I just got back from Las Vegas last night. I managed to get a few decent photos of the white tigers at the Mirage's Secret Garden & Dolphin Habitat that I thought I'd share on here. I used my new Nikon D7000 with an 18-105mm lens, but it was just on the automatic setting as I haven't figured out how to use everything yet.


----------



## 2wheelsx2 (Apr 21, 2010)

Nice shots....ooooo....D7000, I want....


----------



## gmachine19 (Apr 21, 2010)

That tiger looks nice. I want 1 as pet.

D7000...I want 1 too!


----------



## Pamela (Apr 21, 2010)

gmachine19 said:


> That tiger looks nice. I want 1 as pet.
> 
> D7000...I want 1 too!


Lol, don't think that you want one as a pet. It was a white tiger that almost killed Roy Horn from 'Siegfried & Roy'. The tiger in the last photo was looking at my 9 month old daughter like she'd be a tasty snack! They are gorgeous animals though. There was a nice male white lion as well, but he was too hard to get a photo of. I'm loving the new camera ...just gotta spend some time learning how to use everything ...it came with a 2 hour instructional dvd that I haven't watched yet.


----------



## 2wheelsx2 (Apr 21, 2010)

Pamela said:


> I'm loving the new camera ...just gotta spend some time learning how to use everything ...it came with a 2 hour instructional dvd that I haven't watched yet.

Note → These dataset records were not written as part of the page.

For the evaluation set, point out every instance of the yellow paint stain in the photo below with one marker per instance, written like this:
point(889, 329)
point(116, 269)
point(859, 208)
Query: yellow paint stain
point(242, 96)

Save your 2 hours and if you haven't read this website, do so. KenRockwell.com: Photography, Cameras and Taking Better Pictures

And if you don't have a big SD card, get one. There's no substitute for shooting lots of shots. I have 5000 or so actuations now on my D5000. You'll learn more by trying different things and then looking at them afterwards and reading a pile of stuff. That site has a lot of useful tips to get going to do the basic settings and get decent shots right off the bat though.


----------



## Diztrbd1 (Apr 21, 2010)

Great pix.....one of my favorite animals on this planet are tigers! thanks for sharing


----------



## Pamela (Apr 21, 2010)

2wheelsx2 said:


> Save your 2 hours and if you haven't read this website, do so. KenRockwell.com: Photography, Cameras and Taking Better Pictures
> 
> And if you don't have a big SD card, get one. There's no substitute for shooting lots of shots. I have 5000 or so actuations now on my D5000. You'll learn more by trying different things and then looking at them afterwards and reading a pile of stuff. That site has a lot of useful tips to get going to do the basic settings and get decent shots right off the bat though.

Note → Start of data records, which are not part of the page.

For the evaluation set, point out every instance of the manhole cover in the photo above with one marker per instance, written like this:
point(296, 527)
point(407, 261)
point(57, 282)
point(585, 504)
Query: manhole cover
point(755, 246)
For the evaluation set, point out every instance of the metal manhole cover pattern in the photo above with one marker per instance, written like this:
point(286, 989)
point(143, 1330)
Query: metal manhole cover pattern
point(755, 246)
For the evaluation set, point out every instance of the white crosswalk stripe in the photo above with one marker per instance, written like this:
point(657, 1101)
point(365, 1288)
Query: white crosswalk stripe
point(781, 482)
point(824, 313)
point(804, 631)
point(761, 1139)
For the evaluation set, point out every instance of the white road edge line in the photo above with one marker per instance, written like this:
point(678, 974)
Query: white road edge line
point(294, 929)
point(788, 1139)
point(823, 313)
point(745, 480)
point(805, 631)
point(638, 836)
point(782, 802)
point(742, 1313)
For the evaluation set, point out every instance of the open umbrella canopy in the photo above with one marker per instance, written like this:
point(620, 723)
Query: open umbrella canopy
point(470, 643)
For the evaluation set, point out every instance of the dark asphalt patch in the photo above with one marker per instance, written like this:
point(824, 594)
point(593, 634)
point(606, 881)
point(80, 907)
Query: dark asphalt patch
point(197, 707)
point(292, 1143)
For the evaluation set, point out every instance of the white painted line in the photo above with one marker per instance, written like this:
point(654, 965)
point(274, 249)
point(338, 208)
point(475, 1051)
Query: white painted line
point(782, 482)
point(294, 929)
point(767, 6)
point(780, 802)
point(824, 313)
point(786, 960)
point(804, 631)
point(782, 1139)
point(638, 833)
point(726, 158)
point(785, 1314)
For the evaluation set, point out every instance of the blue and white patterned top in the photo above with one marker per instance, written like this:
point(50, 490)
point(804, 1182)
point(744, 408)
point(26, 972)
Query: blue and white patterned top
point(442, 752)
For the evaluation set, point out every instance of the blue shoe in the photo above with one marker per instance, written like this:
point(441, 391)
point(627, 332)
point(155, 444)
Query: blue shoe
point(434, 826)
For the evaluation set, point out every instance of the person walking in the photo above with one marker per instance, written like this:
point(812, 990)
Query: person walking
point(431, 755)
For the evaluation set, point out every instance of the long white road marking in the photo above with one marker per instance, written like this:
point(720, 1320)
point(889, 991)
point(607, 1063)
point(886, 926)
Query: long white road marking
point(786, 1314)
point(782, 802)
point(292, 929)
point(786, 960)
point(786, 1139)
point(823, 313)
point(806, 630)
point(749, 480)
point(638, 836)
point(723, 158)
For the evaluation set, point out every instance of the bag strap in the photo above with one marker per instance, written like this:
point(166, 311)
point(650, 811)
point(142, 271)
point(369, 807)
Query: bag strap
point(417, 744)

Thanks for the advice, I'll check out that website  Good point about taking lots of shots, I find that with fish/kids/animals it takes at least 10 shots to get one good one.


----------



## 2wheelsx2 (Apr 21, 2010)

Pamela said:


> Thanks for the advice, I'll check out that website  Good point about taking lots of shots, I find that with fish/kids/animals it takes at least 10 shots to get one good one.

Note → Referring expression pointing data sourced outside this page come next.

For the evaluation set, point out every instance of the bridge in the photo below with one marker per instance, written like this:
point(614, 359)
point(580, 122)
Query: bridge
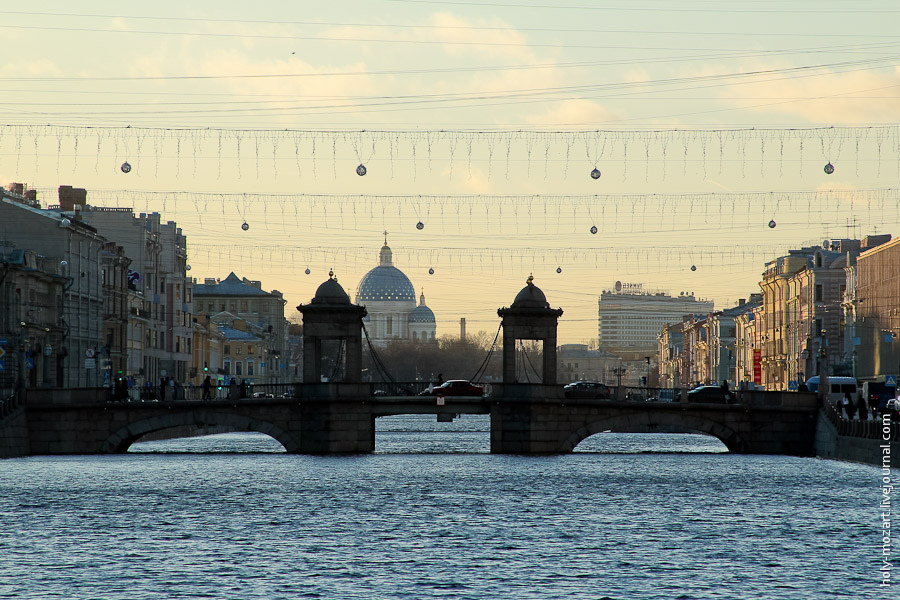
point(319, 418)
point(340, 418)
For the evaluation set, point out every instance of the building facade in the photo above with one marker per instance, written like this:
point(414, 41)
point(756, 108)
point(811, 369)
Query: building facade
point(263, 313)
point(630, 318)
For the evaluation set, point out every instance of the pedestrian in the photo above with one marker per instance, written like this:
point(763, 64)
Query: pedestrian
point(849, 406)
point(844, 406)
point(863, 408)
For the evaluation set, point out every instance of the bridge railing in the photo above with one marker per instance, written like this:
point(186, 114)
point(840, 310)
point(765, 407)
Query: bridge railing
point(870, 429)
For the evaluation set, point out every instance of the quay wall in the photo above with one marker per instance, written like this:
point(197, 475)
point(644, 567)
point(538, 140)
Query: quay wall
point(861, 441)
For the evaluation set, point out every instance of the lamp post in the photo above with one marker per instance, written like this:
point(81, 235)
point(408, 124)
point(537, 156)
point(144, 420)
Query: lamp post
point(48, 352)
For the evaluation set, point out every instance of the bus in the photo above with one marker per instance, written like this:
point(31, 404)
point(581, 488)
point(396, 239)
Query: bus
point(839, 387)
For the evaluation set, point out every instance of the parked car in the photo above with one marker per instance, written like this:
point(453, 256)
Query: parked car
point(667, 395)
point(710, 393)
point(455, 387)
point(587, 389)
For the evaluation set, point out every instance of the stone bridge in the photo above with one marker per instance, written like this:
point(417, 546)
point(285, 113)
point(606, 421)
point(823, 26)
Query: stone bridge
point(340, 418)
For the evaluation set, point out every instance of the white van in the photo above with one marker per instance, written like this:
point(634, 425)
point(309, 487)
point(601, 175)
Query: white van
point(838, 387)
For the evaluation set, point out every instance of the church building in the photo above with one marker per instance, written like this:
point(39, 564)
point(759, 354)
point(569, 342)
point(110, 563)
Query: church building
point(390, 300)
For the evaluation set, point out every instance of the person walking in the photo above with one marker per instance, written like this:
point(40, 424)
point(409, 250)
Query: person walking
point(849, 406)
point(844, 407)
point(863, 408)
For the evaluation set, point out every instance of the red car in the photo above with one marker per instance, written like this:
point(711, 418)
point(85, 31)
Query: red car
point(455, 387)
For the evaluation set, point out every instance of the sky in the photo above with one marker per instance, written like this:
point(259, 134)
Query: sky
point(710, 124)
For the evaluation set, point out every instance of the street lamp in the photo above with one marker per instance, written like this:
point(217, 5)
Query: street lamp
point(48, 352)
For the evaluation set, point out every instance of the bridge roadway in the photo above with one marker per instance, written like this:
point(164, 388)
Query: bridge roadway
point(340, 418)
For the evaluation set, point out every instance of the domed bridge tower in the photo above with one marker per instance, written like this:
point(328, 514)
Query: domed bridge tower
point(331, 316)
point(529, 318)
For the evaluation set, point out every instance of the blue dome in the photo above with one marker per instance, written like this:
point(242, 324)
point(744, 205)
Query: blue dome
point(385, 283)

No problem. First setting you need to learn is the multi-shot mode instead of single shot. I got my SLR to shoot my kids and couldn't get good shots until I learned to chase them around and hold the shutter down.


----------



## Diztrbd1 (Apr 21, 2010)

gotta love multi-shot mode, have to use it with my fish to get good pix most of the time lol


----------



## Pamelajo (Feb 9, 2011)

Great Pics!!!


----------



## Fishkeeper (Apr 21, 2010)

Great pics. They are very playful big cats. You got some great shots.


----------



## bonsai dave (Apr 21, 2010)

Good job The pictures are great.I like my nikon d90 but i want to upgrade to the d300s . But I have to get the boss to agree to it frist. Thanks for sharing.


----------



## onefishtwofish (Apr 21, 2010)

nice kitties


----------